Cada frasco contiene un objeto. Un papel con un mensaje. Una carta hecha pedazos. Un boleto de cine. Wendy la de Peter Pan. Una foto de juventud. La foto de una niña feliz. El separador de un libro. Una nota de supermercado. Una hoja escrita en el cuaderno escolar. Un sobre con estampilla. Una flor seca. Un anuncio de tatoo. Una lolly pop con envoltura. Piedras. Fósiles. La tarjeta de regalo. El empaque de un condón. Una moneda…
Cada uno de ellos fue seleccionado porque testimonia algo: una foto instantánea del pasado. Cada uno fue colocado en un frasco vacío y transparente. Cada frasco fue puesto en el marco de una ventana que da a la banqueta. Juntos conforman un montaje para preservar cada cosita. Pero creo que el acto de colocarlo en una ventana exterior nos habla de un acto destinado a compartir y exhibir con gente desconocida (como yo) que quizá jamás conocerá (aunque me encantaría, solo pasé por ahí), pero que si se detiene a observarlo conocerá detalles afectivos de una vida anónima y quizá se sentirá afectado sentimentalmente por algunos de los objetos. Este altar me parece escenificar una vida enfrascada como las mermeladas para conservar.
26 de junio. La Guadalupe no podía faltar ni siquiera en un pueblo tan remoto y pequeño como Fridburg, que representa un bastión del catolicismo dentro de la Suiza protestantizada e iconoclasta. La encontré en una capilla en un pequeño templo en San Julián que está justo en la Universidad.

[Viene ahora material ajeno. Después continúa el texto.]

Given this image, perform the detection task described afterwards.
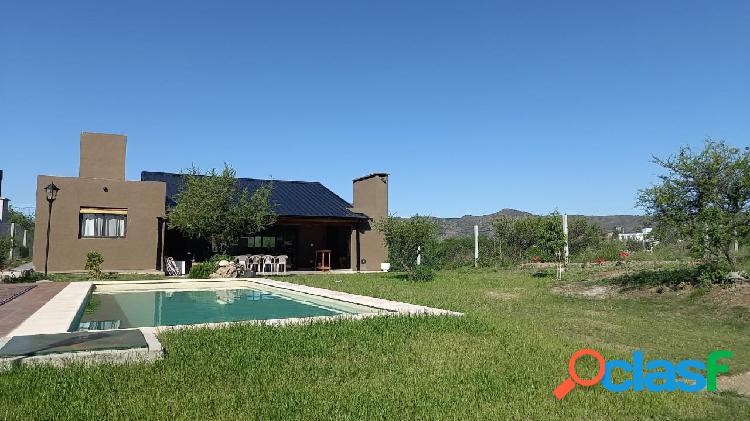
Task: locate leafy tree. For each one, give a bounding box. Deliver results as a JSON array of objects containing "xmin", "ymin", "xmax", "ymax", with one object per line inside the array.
[
  {"xmin": 375, "ymin": 215, "xmax": 437, "ymax": 273},
  {"xmin": 492, "ymin": 213, "xmax": 565, "ymax": 261},
  {"xmin": 168, "ymin": 164, "xmax": 276, "ymax": 253},
  {"xmin": 638, "ymin": 139, "xmax": 750, "ymax": 270},
  {"xmin": 84, "ymin": 251, "xmax": 104, "ymax": 279}
]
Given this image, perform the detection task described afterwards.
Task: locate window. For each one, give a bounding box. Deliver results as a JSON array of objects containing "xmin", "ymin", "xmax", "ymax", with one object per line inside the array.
[{"xmin": 79, "ymin": 208, "xmax": 128, "ymax": 238}]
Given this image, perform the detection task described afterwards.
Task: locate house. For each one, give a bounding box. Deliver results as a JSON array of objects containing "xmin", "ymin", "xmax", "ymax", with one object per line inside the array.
[
  {"xmin": 33, "ymin": 133, "xmax": 166, "ymax": 272},
  {"xmin": 34, "ymin": 133, "xmax": 388, "ymax": 271},
  {"xmin": 0, "ymin": 170, "xmax": 31, "ymax": 260}
]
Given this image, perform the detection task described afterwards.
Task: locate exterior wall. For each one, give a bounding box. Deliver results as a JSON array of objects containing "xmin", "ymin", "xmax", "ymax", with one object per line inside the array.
[
  {"xmin": 351, "ymin": 174, "xmax": 388, "ymax": 271},
  {"xmin": 34, "ymin": 175, "xmax": 166, "ymax": 272},
  {"xmin": 78, "ymin": 132, "xmax": 127, "ymax": 180}
]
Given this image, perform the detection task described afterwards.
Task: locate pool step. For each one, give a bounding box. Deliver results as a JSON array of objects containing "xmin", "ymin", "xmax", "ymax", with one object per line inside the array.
[{"xmin": 0, "ymin": 328, "xmax": 163, "ymax": 371}]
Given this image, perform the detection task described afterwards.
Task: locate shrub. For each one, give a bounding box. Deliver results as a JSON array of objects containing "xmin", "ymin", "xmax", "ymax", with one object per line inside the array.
[
  {"xmin": 188, "ymin": 262, "xmax": 216, "ymax": 279},
  {"xmin": 375, "ymin": 215, "xmax": 437, "ymax": 272},
  {"xmin": 188, "ymin": 254, "xmax": 232, "ymax": 279},
  {"xmin": 0, "ymin": 237, "xmax": 13, "ymax": 268},
  {"xmin": 84, "ymin": 251, "xmax": 104, "ymax": 280},
  {"xmin": 406, "ymin": 265, "xmax": 435, "ymax": 282}
]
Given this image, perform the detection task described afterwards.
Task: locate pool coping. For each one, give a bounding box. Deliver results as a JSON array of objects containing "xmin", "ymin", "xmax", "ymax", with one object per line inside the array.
[
  {"xmin": 6, "ymin": 282, "xmax": 94, "ymax": 338},
  {"xmin": 0, "ymin": 278, "xmax": 463, "ymax": 372}
]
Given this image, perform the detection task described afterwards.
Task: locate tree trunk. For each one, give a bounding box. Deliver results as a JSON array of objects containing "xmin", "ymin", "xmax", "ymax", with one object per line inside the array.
[{"xmin": 722, "ymin": 241, "xmax": 737, "ymax": 272}]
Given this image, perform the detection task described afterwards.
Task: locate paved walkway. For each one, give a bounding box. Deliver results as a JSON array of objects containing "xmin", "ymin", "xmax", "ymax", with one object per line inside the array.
[{"xmin": 0, "ymin": 282, "xmax": 68, "ymax": 338}]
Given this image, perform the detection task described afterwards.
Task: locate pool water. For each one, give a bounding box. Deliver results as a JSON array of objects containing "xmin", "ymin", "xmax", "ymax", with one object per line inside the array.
[{"xmin": 78, "ymin": 288, "xmax": 378, "ymax": 330}]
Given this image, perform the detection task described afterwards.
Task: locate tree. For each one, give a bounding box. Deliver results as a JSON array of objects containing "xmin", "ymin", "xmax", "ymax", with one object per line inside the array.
[
  {"xmin": 637, "ymin": 139, "xmax": 750, "ymax": 270},
  {"xmin": 168, "ymin": 164, "xmax": 276, "ymax": 253},
  {"xmin": 492, "ymin": 212, "xmax": 565, "ymax": 261},
  {"xmin": 375, "ymin": 215, "xmax": 437, "ymax": 273}
]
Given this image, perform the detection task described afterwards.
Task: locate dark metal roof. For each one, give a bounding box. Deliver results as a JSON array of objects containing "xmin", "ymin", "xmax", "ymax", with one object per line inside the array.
[{"xmin": 141, "ymin": 171, "xmax": 367, "ymax": 219}]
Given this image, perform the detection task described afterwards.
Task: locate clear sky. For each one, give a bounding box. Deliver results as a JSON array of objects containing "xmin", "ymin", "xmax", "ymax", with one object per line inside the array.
[{"xmin": 0, "ymin": 0, "xmax": 750, "ymax": 216}]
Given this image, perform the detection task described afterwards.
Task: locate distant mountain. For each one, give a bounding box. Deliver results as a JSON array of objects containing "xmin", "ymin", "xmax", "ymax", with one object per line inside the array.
[{"xmin": 432, "ymin": 209, "xmax": 646, "ymax": 238}]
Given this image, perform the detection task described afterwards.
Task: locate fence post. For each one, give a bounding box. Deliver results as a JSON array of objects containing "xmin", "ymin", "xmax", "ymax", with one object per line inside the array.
[
  {"xmin": 10, "ymin": 222, "xmax": 16, "ymax": 260},
  {"xmin": 563, "ymin": 213, "xmax": 570, "ymax": 266},
  {"xmin": 474, "ymin": 225, "xmax": 479, "ymax": 267}
]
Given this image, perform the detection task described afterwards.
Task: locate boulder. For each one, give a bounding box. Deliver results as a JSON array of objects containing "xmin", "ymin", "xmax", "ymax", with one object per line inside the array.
[{"xmin": 209, "ymin": 260, "xmax": 237, "ymax": 279}]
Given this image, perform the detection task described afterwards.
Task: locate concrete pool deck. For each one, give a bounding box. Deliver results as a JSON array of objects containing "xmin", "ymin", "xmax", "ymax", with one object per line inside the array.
[{"xmin": 0, "ymin": 278, "xmax": 463, "ymax": 371}]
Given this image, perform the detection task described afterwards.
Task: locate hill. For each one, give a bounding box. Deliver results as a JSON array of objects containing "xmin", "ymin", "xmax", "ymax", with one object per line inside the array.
[{"xmin": 431, "ymin": 209, "xmax": 646, "ymax": 238}]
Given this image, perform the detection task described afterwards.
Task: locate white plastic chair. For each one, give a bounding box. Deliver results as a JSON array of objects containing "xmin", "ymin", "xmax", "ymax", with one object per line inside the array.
[
  {"xmin": 250, "ymin": 255, "xmax": 263, "ymax": 273},
  {"xmin": 276, "ymin": 254, "xmax": 289, "ymax": 273},
  {"xmin": 262, "ymin": 255, "xmax": 276, "ymax": 273},
  {"xmin": 234, "ymin": 254, "xmax": 250, "ymax": 272}
]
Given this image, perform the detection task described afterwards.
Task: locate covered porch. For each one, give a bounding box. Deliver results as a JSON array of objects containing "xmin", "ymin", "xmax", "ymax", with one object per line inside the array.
[{"xmin": 164, "ymin": 216, "xmax": 368, "ymax": 271}]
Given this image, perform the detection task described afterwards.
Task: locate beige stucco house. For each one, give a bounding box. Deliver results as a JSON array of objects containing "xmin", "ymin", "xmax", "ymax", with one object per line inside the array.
[{"xmin": 34, "ymin": 133, "xmax": 388, "ymax": 272}]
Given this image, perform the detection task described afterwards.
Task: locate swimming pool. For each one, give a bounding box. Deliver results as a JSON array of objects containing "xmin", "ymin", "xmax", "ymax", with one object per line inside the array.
[{"xmin": 74, "ymin": 282, "xmax": 388, "ymax": 330}]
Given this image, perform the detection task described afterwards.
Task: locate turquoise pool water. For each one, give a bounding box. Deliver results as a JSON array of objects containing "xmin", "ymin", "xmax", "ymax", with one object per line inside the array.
[{"xmin": 78, "ymin": 288, "xmax": 378, "ymax": 330}]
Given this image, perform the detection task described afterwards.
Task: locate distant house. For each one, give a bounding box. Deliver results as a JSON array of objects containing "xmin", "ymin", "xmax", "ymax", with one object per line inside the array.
[
  {"xmin": 0, "ymin": 170, "xmax": 32, "ymax": 259},
  {"xmin": 34, "ymin": 133, "xmax": 388, "ymax": 271},
  {"xmin": 617, "ymin": 228, "xmax": 653, "ymax": 241}
]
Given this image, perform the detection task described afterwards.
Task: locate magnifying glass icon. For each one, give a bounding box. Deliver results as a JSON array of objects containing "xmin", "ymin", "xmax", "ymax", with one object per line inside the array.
[{"xmin": 552, "ymin": 348, "xmax": 605, "ymax": 400}]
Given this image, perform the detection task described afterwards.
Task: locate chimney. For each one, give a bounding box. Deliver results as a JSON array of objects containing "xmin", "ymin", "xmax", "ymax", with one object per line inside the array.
[
  {"xmin": 352, "ymin": 173, "xmax": 388, "ymax": 220},
  {"xmin": 351, "ymin": 173, "xmax": 388, "ymax": 272},
  {"xmin": 78, "ymin": 132, "xmax": 127, "ymax": 180}
]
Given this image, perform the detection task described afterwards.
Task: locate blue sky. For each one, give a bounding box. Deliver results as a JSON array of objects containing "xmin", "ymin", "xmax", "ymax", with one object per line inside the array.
[{"xmin": 0, "ymin": 0, "xmax": 750, "ymax": 216}]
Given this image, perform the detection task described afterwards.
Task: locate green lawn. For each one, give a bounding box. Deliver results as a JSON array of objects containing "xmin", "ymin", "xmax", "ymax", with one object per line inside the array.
[{"xmin": 0, "ymin": 270, "xmax": 750, "ymax": 420}]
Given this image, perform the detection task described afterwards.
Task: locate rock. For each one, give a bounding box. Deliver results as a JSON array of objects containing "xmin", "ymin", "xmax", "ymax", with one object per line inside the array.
[
  {"xmin": 724, "ymin": 272, "xmax": 747, "ymax": 282},
  {"xmin": 209, "ymin": 260, "xmax": 237, "ymax": 279}
]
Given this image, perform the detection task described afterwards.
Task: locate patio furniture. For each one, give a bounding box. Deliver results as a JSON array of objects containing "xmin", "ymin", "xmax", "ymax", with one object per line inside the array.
[
  {"xmin": 276, "ymin": 254, "xmax": 289, "ymax": 273},
  {"xmin": 262, "ymin": 255, "xmax": 276, "ymax": 273},
  {"xmin": 315, "ymin": 250, "xmax": 331, "ymax": 272},
  {"xmin": 250, "ymin": 255, "xmax": 263, "ymax": 272},
  {"xmin": 234, "ymin": 254, "xmax": 250, "ymax": 273}
]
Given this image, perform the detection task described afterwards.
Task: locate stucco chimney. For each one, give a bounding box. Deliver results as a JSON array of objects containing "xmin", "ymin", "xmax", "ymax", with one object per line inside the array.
[
  {"xmin": 78, "ymin": 132, "xmax": 127, "ymax": 180},
  {"xmin": 351, "ymin": 173, "xmax": 388, "ymax": 271},
  {"xmin": 352, "ymin": 173, "xmax": 388, "ymax": 220}
]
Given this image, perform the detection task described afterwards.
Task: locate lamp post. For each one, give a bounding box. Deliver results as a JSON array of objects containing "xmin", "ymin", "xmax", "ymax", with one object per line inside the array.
[{"xmin": 44, "ymin": 183, "xmax": 60, "ymax": 278}]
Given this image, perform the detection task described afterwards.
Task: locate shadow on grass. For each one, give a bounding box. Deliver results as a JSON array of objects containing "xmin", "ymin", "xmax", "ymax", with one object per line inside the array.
[{"xmin": 610, "ymin": 267, "xmax": 698, "ymax": 290}]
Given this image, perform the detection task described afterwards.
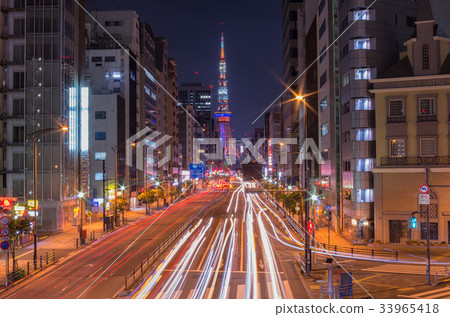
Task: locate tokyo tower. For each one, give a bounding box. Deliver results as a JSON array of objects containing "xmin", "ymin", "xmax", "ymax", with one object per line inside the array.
[{"xmin": 215, "ymin": 32, "xmax": 232, "ymax": 164}]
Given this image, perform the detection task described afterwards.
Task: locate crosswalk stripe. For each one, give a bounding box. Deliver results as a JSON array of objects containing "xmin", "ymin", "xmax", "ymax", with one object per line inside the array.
[
  {"xmin": 236, "ymin": 284, "xmax": 245, "ymax": 299},
  {"xmin": 425, "ymin": 291, "xmax": 450, "ymax": 299},
  {"xmin": 283, "ymin": 280, "xmax": 294, "ymax": 299}
]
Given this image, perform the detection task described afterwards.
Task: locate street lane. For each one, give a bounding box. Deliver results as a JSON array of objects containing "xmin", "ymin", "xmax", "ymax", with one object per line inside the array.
[
  {"xmin": 0, "ymin": 187, "xmax": 225, "ymax": 298},
  {"xmin": 131, "ymin": 181, "xmax": 308, "ymax": 299}
]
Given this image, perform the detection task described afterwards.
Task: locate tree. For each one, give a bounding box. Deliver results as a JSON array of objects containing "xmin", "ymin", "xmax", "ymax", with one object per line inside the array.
[
  {"xmin": 111, "ymin": 195, "xmax": 128, "ymax": 223},
  {"xmin": 8, "ymin": 217, "xmax": 31, "ymax": 272}
]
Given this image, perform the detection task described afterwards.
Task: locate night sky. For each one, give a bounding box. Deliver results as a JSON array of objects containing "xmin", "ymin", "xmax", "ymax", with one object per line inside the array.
[{"xmin": 87, "ymin": 0, "xmax": 283, "ymax": 138}]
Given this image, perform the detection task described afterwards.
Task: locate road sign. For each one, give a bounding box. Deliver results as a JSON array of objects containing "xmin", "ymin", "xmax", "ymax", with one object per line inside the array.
[
  {"xmin": 0, "ymin": 216, "xmax": 9, "ymax": 226},
  {"xmin": 0, "ymin": 241, "xmax": 9, "ymax": 251},
  {"xmin": 189, "ymin": 164, "xmax": 206, "ymax": 178},
  {"xmin": 419, "ymin": 194, "xmax": 430, "ymax": 205},
  {"xmin": 419, "ymin": 184, "xmax": 430, "ymax": 194},
  {"xmin": 0, "ymin": 228, "xmax": 9, "ymax": 237}
]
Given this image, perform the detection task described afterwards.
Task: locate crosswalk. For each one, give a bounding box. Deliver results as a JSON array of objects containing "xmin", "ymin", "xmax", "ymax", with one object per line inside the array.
[
  {"xmin": 155, "ymin": 280, "xmax": 294, "ymax": 299},
  {"xmin": 362, "ymin": 264, "xmax": 450, "ymax": 275},
  {"xmin": 399, "ymin": 287, "xmax": 450, "ymax": 299}
]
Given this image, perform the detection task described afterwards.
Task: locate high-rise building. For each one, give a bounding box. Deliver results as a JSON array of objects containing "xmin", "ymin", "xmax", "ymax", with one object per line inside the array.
[
  {"xmin": 0, "ymin": 1, "xmax": 85, "ymax": 230},
  {"xmin": 215, "ymin": 32, "xmax": 235, "ymax": 164}
]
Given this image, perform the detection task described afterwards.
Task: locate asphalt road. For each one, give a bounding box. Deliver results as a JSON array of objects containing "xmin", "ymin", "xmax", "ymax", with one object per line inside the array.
[
  {"xmin": 130, "ymin": 183, "xmax": 308, "ymax": 299},
  {"xmin": 0, "ymin": 188, "xmax": 224, "ymax": 299}
]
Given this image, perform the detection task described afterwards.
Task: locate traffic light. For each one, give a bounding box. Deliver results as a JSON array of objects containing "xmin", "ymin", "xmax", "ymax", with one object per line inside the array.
[
  {"xmin": 308, "ymin": 220, "xmax": 314, "ymax": 234},
  {"xmin": 0, "ymin": 198, "xmax": 13, "ymax": 209},
  {"xmin": 411, "ymin": 217, "xmax": 417, "ymax": 229}
]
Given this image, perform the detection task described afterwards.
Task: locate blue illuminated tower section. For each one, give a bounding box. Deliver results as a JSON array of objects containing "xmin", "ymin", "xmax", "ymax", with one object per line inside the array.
[{"xmin": 215, "ymin": 32, "xmax": 231, "ymax": 164}]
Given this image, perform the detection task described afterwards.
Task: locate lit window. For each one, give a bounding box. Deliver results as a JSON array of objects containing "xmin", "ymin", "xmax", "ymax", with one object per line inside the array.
[
  {"xmin": 355, "ymin": 68, "xmax": 370, "ymax": 80},
  {"xmin": 321, "ymin": 123, "xmax": 328, "ymax": 136},
  {"xmin": 354, "ymin": 39, "xmax": 370, "ymax": 50},
  {"xmin": 420, "ymin": 138, "xmax": 436, "ymax": 156},
  {"xmin": 419, "ymin": 98, "xmax": 436, "ymax": 116},
  {"xmin": 320, "ymin": 97, "xmax": 328, "ymax": 111},
  {"xmin": 355, "ymin": 98, "xmax": 373, "ymax": 110},
  {"xmin": 389, "ymin": 99, "xmax": 405, "ymax": 117},
  {"xmin": 353, "ymin": 10, "xmax": 370, "ymax": 21},
  {"xmin": 342, "ymin": 72, "xmax": 350, "ymax": 87},
  {"xmin": 356, "ymin": 158, "xmax": 375, "ymax": 172},
  {"xmin": 356, "ymin": 188, "xmax": 373, "ymax": 203},
  {"xmin": 389, "ymin": 139, "xmax": 406, "ymax": 157},
  {"xmin": 356, "ymin": 129, "xmax": 374, "ymax": 141}
]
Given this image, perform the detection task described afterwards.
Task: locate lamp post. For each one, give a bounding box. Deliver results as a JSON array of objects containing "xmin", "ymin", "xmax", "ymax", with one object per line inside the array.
[{"xmin": 28, "ymin": 127, "xmax": 69, "ymax": 269}]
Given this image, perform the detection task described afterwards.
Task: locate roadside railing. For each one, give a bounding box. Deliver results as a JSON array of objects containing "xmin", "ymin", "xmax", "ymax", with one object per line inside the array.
[
  {"xmin": 124, "ymin": 191, "xmax": 229, "ymax": 292},
  {"xmin": 0, "ymin": 250, "xmax": 56, "ymax": 288}
]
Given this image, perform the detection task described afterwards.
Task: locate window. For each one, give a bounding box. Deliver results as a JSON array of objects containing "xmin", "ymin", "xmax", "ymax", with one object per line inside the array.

Su retrato fue traído desde el Santuario del Tepeyac. Imaginemos la dificultad para transportarla con todo y su pesado marco de metal. Instalada en un muro con una improvisada mesa vestida se constituyó una capilla.
Su presencia inspira devociones que se agradecen en un cuaderno donde personas de distintos países y en distintos idiomas han escrito sus mensajes de agradecimiento y fe. Yo también lo hice porque me emociona su compañía.
Además, a diferencia de otras imágenes ahí presentes, como la de Santa Rita, Guadalupe siempre tiene un altar “muy practicado” con veladoras encendidas y varias macetas de orquídeas bien cuidadas.
Esta escena no tendría nada de particular en México donde se le reconoce como madre, ni en Estados Unidos donde los inmigrantes la colocaron en los templos para mexicanizar el catolicismo, pero verla en Suiza da cuenta de su extraordinaria capacidad de viajar, de traspasar distancias y sobre todo de atraer devotos sin importar etnicidades.